WASHINGTON, DC — Texas Attorney General Greb Abbott (R) dismissed concerns that his state’s new voter ID law could disenfranchise hundreds of thousands of Texans, predicting instead that it will lead to an increase in voter turnout.
As many as 800,000 Texans currently lack a driver’s license or personal identification card. The likelihood that a Latino voter won’t have the necessary photo ID is as much double that of a non-Latino. Because of this disproportionate effect on Hispanic voters, the Justice Department blocked the Texas’ voter ID law under the Voting RIghts Act.
In an interview with ThinkProgress last week, Abbott dismissed these concerns, arguing instead that no one will be disenfranchised because of voter ID. Abbott went further, insisting that with voter ID in place, turnout will actually increase in Texas.
KEYES: Do you think that goal will be achieved that no one will be disenfranchised with the voter ID law?
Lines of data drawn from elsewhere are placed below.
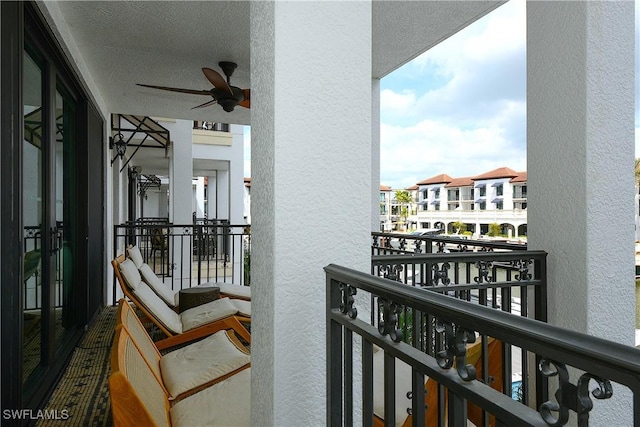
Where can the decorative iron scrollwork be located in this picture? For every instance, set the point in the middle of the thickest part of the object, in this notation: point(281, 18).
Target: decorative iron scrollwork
point(523, 269)
point(455, 352)
point(388, 319)
point(570, 396)
point(391, 271)
point(483, 272)
point(402, 243)
point(346, 306)
point(441, 274)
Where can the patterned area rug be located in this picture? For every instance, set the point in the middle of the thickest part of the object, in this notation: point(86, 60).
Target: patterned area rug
point(83, 390)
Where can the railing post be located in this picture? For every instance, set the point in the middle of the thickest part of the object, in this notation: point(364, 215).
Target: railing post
point(334, 358)
point(540, 303)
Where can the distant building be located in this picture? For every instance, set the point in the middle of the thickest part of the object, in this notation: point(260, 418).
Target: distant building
point(498, 196)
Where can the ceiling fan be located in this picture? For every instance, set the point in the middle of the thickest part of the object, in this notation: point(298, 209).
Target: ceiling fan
point(227, 96)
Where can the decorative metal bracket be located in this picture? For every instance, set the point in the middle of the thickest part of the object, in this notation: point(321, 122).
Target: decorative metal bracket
point(441, 274)
point(388, 319)
point(455, 352)
point(483, 272)
point(570, 396)
point(346, 306)
point(523, 269)
point(391, 271)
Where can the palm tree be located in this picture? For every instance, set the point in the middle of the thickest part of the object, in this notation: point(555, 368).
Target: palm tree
point(404, 199)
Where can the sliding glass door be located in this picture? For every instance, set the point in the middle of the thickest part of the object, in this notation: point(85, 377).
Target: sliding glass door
point(49, 217)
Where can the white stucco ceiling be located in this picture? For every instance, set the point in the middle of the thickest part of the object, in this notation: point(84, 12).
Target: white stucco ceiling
point(121, 43)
ABBOTT: I do believe that both the safeguards and the structure put in place by Texas will ensure that it achieves the same thing that was achieved by Georgia and Indiana, and that is after these laws were implemented, you actually saw an increase in voter participation as opposed to a decrease.
Voter ID doesn’t just discriminate against racial minorities. It also hurts poor people and those who live in rural areas. First, for people who lack an official photo ID, obtaining one in order to vote is an unconstitutional poll tax. One such individual is Jessica Cohen, whose story ThinkProgress documented in November. After she lost her identification during a robbery, the only way to get a voter ID was to pay a fee to Missouri officials in order to obtain her birth certificate.
In addition, rural folks are hit disproportionately hard by a voter ID requirement. For many people living in rural west Texas, for instance, the nearest ID office is as much as 100 miles away. That barrier is all the more difficult because people who lack ID by definition don’t have a driver’s license. Unable to obtain a photo ID, they would be stripped of their voting rights under the state’s voter ID law.
It’s not difficult to see why hundreds of thousands would likely be disenfranchised in Texas if voter ID were reinstated. What is difficult to see is precisely how a major new barrier to voting will result in more Texans being able to vote, as Abbott asserts.